Reflecting on Consumption: Beginnings

October 22nd

This is the beginning of a multiple week reflective journal on consumption that I am doing for my Fundamentals of Sustainability course at Cape Breton University. In it, I am suppose to track my consumption, reflecting on the patterns and behaviours I notice. This is very much linked to techniques in mindfulness and neuro-biology, where journalling is used in very similar ways (see Rebecca Kochenderfer’s conversation with Dan Seigel). I am also supposed to make some changes to my behaviours and to see where that takes me. Through this practice of being critical and thoughtful of how and what I am consuming, I aim to become more aware of my behaviours and feel more empowered to make changes.

Today, I bought nothing. Not even the marshmallows I had been thinking about for my son so he could have something to cook over the fire. He said he was fine with not having any -as long as we have some tomorrow.

I thought we might do leaf and flower lanterns with the last of the fall foliage. So, I went downstairs to see what glass jars we had. My co-leader was also bringing some. I had, of course, forgotten to ask parents and the recycling had gone out yesterday. I gathered up some mason jars and put them in a box. I have no candles to put in them. Hmmmm…. perhaps it is enough to make the lanterns.

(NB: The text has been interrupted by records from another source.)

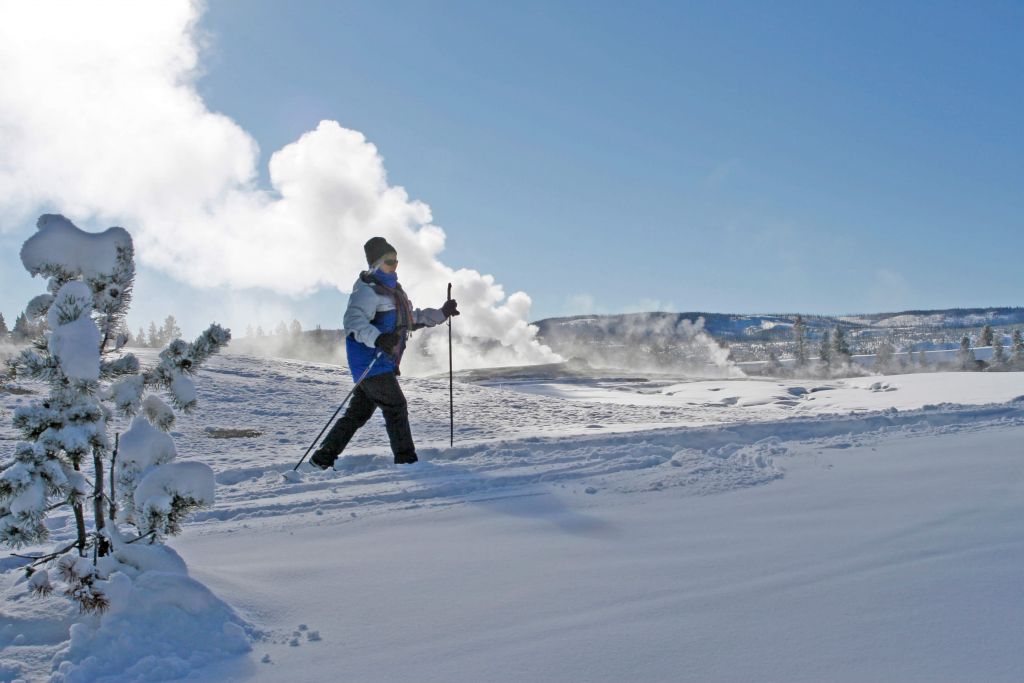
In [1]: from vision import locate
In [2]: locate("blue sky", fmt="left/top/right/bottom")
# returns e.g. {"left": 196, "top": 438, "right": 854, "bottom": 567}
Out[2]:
{"left": 2, "top": 1, "right": 1022, "bottom": 335}
{"left": 196, "top": 0, "right": 1022, "bottom": 315}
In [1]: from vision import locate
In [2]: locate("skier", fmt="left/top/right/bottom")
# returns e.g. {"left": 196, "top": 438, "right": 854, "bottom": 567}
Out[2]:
{"left": 310, "top": 237, "right": 459, "bottom": 469}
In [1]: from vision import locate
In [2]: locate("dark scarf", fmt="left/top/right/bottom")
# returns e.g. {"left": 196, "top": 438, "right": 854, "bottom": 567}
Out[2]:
{"left": 363, "top": 269, "right": 416, "bottom": 332}
{"left": 361, "top": 269, "right": 421, "bottom": 371}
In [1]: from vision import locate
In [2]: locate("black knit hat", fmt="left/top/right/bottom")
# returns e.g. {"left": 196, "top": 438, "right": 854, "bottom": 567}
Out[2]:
{"left": 364, "top": 237, "right": 397, "bottom": 267}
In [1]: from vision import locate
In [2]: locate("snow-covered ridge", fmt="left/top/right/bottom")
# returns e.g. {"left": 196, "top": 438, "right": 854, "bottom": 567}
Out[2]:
{"left": 536, "top": 307, "right": 1024, "bottom": 341}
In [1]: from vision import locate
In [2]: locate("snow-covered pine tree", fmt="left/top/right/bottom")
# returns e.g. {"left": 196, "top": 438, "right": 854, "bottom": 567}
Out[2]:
{"left": 147, "top": 321, "right": 160, "bottom": 348}
{"left": 819, "top": 330, "right": 831, "bottom": 368}
{"left": 957, "top": 335, "right": 975, "bottom": 369}
{"left": 109, "top": 326, "right": 229, "bottom": 539}
{"left": 274, "top": 321, "right": 288, "bottom": 337}
{"left": 828, "top": 326, "right": 851, "bottom": 369}
{"left": 980, "top": 324, "right": 994, "bottom": 347}
{"left": 875, "top": 337, "right": 895, "bottom": 373}
{"left": 3, "top": 285, "right": 101, "bottom": 549}
{"left": 793, "top": 315, "right": 808, "bottom": 368}
{"left": 1012, "top": 329, "right": 1024, "bottom": 364}
{"left": 12, "top": 312, "right": 33, "bottom": 343}
{"left": 245, "top": 325, "right": 254, "bottom": 338}
{"left": 832, "top": 325, "right": 851, "bottom": 357}
{"left": 0, "top": 312, "right": 8, "bottom": 339}
{"left": 256, "top": 325, "right": 265, "bottom": 337}
{"left": 161, "top": 315, "right": 182, "bottom": 345}
{"left": 992, "top": 333, "right": 1006, "bottom": 365}
{"left": 0, "top": 215, "right": 230, "bottom": 613}
{"left": 290, "top": 319, "right": 302, "bottom": 337}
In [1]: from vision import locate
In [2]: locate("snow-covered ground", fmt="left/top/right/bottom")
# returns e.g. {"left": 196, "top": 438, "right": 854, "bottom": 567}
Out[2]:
{"left": 2, "top": 352, "right": 1024, "bottom": 681}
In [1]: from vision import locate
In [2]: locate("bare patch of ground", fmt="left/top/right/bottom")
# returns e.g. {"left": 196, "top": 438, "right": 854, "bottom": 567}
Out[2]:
{"left": 205, "top": 427, "right": 263, "bottom": 439}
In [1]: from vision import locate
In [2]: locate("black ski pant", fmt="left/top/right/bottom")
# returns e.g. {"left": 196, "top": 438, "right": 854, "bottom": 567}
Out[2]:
{"left": 319, "top": 371, "right": 417, "bottom": 464}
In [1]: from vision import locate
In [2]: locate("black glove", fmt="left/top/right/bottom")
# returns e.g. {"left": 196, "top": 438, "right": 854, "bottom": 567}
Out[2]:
{"left": 375, "top": 331, "right": 401, "bottom": 355}
{"left": 441, "top": 299, "right": 460, "bottom": 318}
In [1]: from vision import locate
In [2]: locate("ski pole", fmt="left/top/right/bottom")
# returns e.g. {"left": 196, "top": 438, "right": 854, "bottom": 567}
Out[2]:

What I do need to consume more of is sleep!

We drove to the Centre and back again at night. The day was spent in to woods. I fed some chickadees, giving them some sunflower seeds. This was very special, the exchange between two different species. I love this connection. I hadn’t expected to be able to feed them this far from the Centre and I appreciate their bold willingness to trust.

Copyright Leigh Symonds
Copyright Leigh Symonds

My lunch, lovingly packed by my husband, was a selection of fruit and veggies, hard boiled organic eggs, and a few small squares of gluten free fair trade chocolate. We’ve had to make some dietary changes over the last fee years which has curtailed much of my indulgent spending. My husband has also taken over the shopping with my life being more busy. He’s much less tempted to buy treats for everyone. I like giving, which I am reflecting, means buying more often than not.

 Copyright Leigh Symonds
Copyright Leigh Symonds

The kids play and learn and get wet in the swamp and we head back to finish their volcano project. These are made of recycled newspaper, old flour left over from our gluten friendly days, water and water bottles (mea culpa Nancy!) to provide enough upthrust for the vinegar, baking soda and flour mixture, tinted with red food colouring. I had run out of yellow. Pink lava is just as exciting as orange! We went through the baking soda and vinegar like whoosh! I got more from the Centre and will have to replace it next week. Neither costs very much from my pocket, but I reflect on the plastic bottle that contains the vinegar. Hidden costs here. I reflect on the Story of Stuff where Annie Leonard talks about externalizing the costs of production and distribution (2007, timestamp 8:12). This is what I am literally ‘buying into’ here.

Copyright Leigh Symonds
Copyright Leigh Symonds

We didn’t end up making the lamps. Perhaps tomorrow with my other class. Or next week.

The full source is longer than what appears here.